Gerade mal fünf Sekunden vergehen für den Sprint von 100–140 km/h im letzten Gang, und fürs Beschleunigen aus dem Stand auf 200 km/h nimmt sie sich nur 16,3 Sekunden Zeit. Kurzum: Sie ist Dauerläuferin und Sprinterin in einem. Gern ist man mit ihr schnell unterwegs, aber auch mit Zurückhaltung macht das Fahren Freude.

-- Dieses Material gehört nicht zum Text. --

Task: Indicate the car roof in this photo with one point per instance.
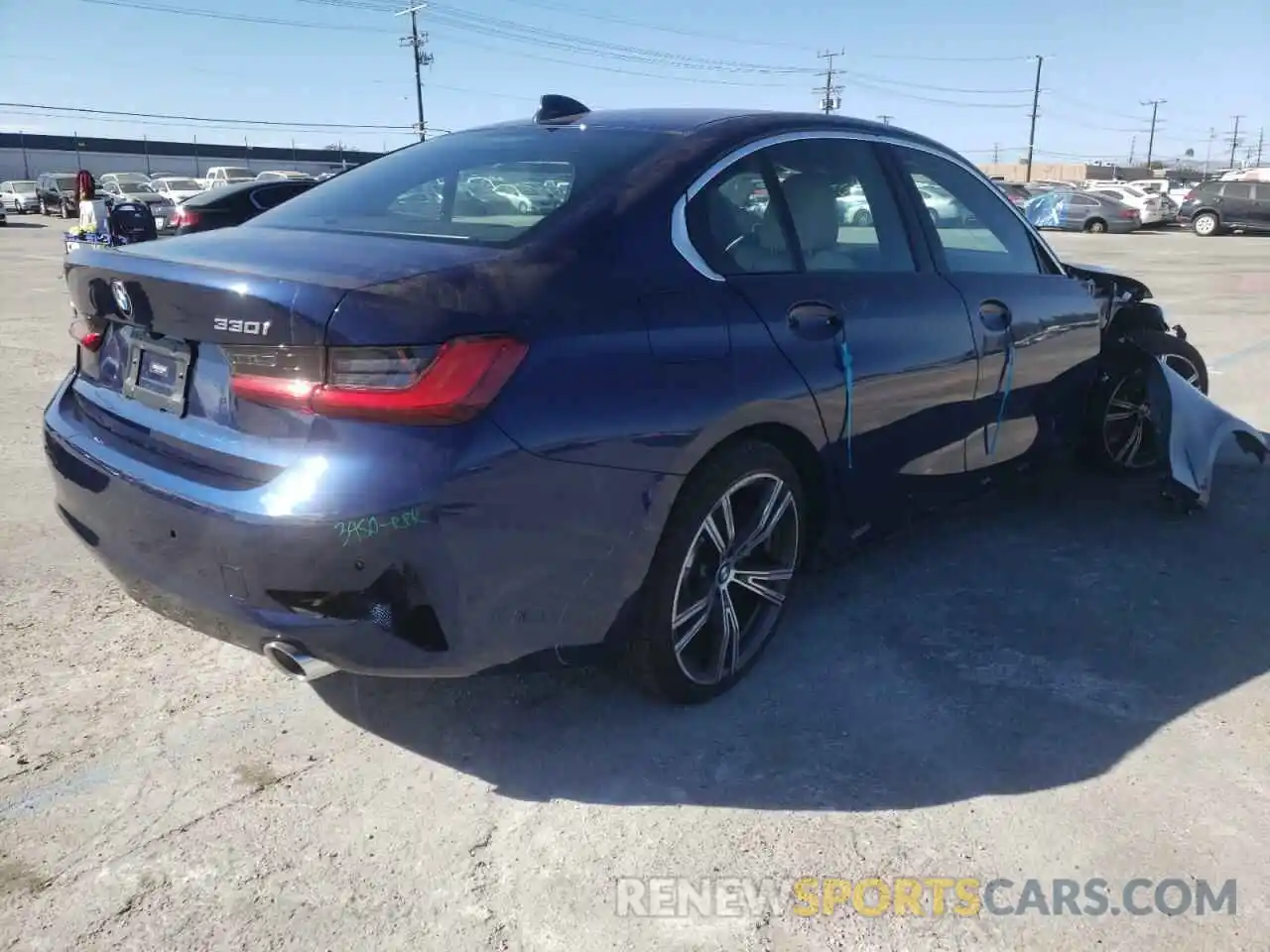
(747, 122)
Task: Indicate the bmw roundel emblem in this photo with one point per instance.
(121, 298)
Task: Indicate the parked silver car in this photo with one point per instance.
(1080, 211)
(162, 207)
(18, 195)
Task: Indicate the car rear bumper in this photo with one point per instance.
(474, 578)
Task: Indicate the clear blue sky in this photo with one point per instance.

Das dankt sie dann mit einem Verbrauch von 4,7 Liter Super auf hundert Landstraßenkilometer. Landstraßen, das sind die Domäne der Shiver. Obwohl ihr Fahrwerk die Höchstgeschwindigkeit von 210 km/h locker wegsteckt, lädt das sportlich straff abgestimmte Naked Bike freilich mehr zum Kurvenräubern ein. Kompakt und leicht wirkt die vollgetankt 217 Kilogramm schwere Shiver. Locker hat man sie am breiten, konisch auslaufenden Lenker im Griff. Geradezu schlank ist sie geraten. Mit engem Knieschluss und moderatem Kniewinkel begibt sich der Pilot in eine leicht sportlich gebückte Haltung. Nur das kantige Sitzbankpolster ist etwas knapp bemessen und malträtiert den Hintern schon nach einer knappen Tagesetappe. Der Beifahrer hat es besser. Obwohl der Anblick anderes suggeriert, hockt es sich auf dem Sitzbrötchen dauerhaft bequem. Auf den Rasten kann der Sozius sich gut abstützen, lediglich den Händen wird es an den Haltegriffen direkt über den Endschalldämpfern recht warm.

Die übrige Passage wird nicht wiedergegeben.